BY ISABELLE HAINES PHOTOS COURTESY JULIE HEWSEVERETT

“They’ll say, ‘We’ve been behind you for half an hour, and we can't figure it out,’” Hews-Everett laughs. “So, it’s a bit of an inside joke.”

GLSWNCH is license-plate-speak for Glass Wench, a nickname a close friend gave to Hews-Everett years ago. She’s certainly earned the title. As the creator of Island Spectrum Design, she serves as designer, builder, retailer and instructor in all things stained and fused glass. You’ve probably seen her work without even realizing it. Hews-Everett’s art has been installed in homes, businesses, churches and schools around the island—and the world.

Before she became the island’s resident Glass Wench, Hews-Everett was a California girl. She grew up in Riverside as her family’s designated artsy kid, spending her childhood drawing, sculpting and throwing clay pots. Glass art came to Hews-Everett by way of a college extension course—and then promptly took over her life. Just a few years later, she was building windows and teaching classes through Judy Davies Design, a glass studio in Riverside.

During those same years, Hews-Everett married her high school sweetheart and welcomed two children. For the most part, motherhood and artisthood coexisted: “If my kids got sick, they came into the studio with a sleeping bag and slept in the corner,” she said. “It worked out great— I didn't have to worry about daycare.”

In 1993, 10 years into Hews-Everett’s window-building career, her husband changed office locations to Seattle, and the whole family moved to Bainbridge. Island Spectrum Design was the product of that first year in the Pacific Northwest. Hews-Everett started her business with $750 and a handful of ads in the Kitsap Sun. By 1994, she was teaching classes in both stained and fused glass through the parks district.

“After we moved up here, I really got my own identity,” Hews-Everett said. “People would say, ‘Oh, you're the glass lady. Oh, you're the one that did that.’”

Starting over in the Pacific Northwest ended up being a major creative charge for Hews-Everett, a homecoming to a place she’d never been. Once she got used to the rain, of course.

“It took about two years. I was like, ‘It’s so cold! It’s so gray!’ But …” Hews-Everett holds up her phone, her lock-screen set to a neon sunrise over a rocky beach, “… how does that not inspire you?”

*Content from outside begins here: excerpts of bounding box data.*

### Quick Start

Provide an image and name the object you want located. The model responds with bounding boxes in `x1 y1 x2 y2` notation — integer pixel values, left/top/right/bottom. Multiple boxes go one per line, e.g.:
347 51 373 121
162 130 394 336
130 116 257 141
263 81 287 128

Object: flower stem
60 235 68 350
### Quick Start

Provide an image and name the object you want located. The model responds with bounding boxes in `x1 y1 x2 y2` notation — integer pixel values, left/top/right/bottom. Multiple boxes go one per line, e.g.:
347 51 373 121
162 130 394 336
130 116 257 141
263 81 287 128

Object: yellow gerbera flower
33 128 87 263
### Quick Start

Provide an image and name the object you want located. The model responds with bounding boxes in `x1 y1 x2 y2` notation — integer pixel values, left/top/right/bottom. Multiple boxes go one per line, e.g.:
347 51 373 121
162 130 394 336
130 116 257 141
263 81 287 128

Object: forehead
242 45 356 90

Along with geometric patterns, Northwest motifs are ubiquitous in Hews-Everett’s work. Trilliums, evergreens and mountains fill up her windowpanes and lampshades. Her largest and most complicated piece to date is a commissioned, 45-square-foot tableau of Mount Rainier during wildflower season.

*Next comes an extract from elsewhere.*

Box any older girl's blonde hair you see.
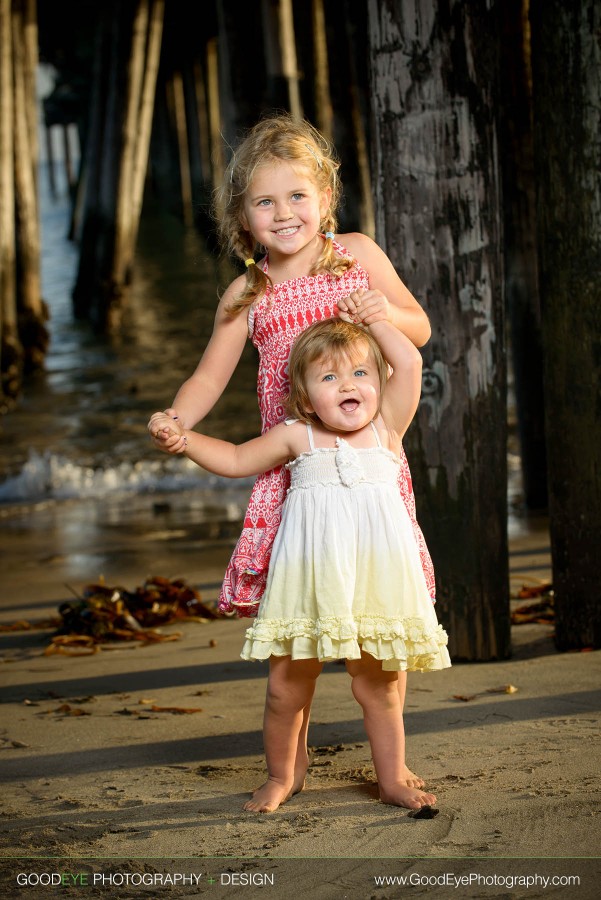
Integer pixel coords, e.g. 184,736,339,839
286,319,389,423
214,113,354,316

“It’s my Sistine Chapel,” she said.

She works out of a home studio at the head of Fletcher Bay, where she teaches classes, works on commissions and repairs, and generally putters around. You could call it a Studio of One’s Own, but the space is more communal than that. It’s where Hews-Everett has forged lifelong friendships with students, some of whom have been taking her classes for 25 years. During the surreal first summer of the pandemic, the space was a precious bubble of normalcy for the neighborhood kids to come and make things. Even on quiet days, her 15-pound tuxedo cat, Star Lord, keeps her company as she works.

Hews-Everett welcomes the throngs. As a devoted teacher and self-identified Chatty Cathy, she finds purpose in other people. Often, that means helping students see their own potential. “When I teach a class, students say, ‘Oh, I can't do it. I'm not artistic.’ And I always say you don't have to be. There's no failure in this class.”

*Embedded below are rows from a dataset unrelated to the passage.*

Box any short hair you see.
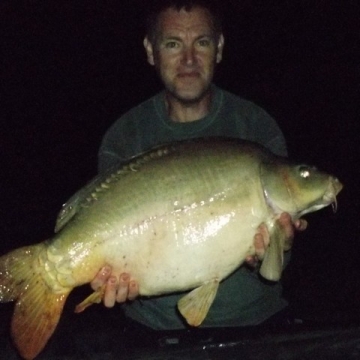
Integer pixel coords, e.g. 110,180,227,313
146,0,223,43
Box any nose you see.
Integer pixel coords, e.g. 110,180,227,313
182,46,196,66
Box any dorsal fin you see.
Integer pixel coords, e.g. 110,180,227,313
55,144,176,232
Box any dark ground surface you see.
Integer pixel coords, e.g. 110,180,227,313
0,0,360,360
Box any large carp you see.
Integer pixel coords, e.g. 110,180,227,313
0,139,342,359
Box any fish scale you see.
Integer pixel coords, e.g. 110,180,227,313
0,139,342,359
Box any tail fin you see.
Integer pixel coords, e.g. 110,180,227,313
0,243,71,360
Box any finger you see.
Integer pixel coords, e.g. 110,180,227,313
245,256,259,268
278,213,294,243
116,273,130,303
257,223,270,250
254,233,265,260
294,219,308,231
128,280,139,300
90,265,111,290
104,276,119,308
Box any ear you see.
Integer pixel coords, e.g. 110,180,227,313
216,34,225,64
143,36,155,65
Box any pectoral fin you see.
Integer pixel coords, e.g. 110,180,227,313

In particular, she loves the moment when beginners assemble and solder their first piece. “They hold (the glass) up to the light, and, wow, the looks on their faces,” Hews-Everett said, cracking a smile. “The joy that it brings them is what really keeps me going.”

Almost 30 years after founding Island Spectrum Design, the Glass Wench is looking toward a soft retirement. But does that mean an abrupt end to designing and teaching? Really, it’s a silly question— Hews-Everett laughs and shakes her head. “Oh, no. I can't stop! My students won’t let me.”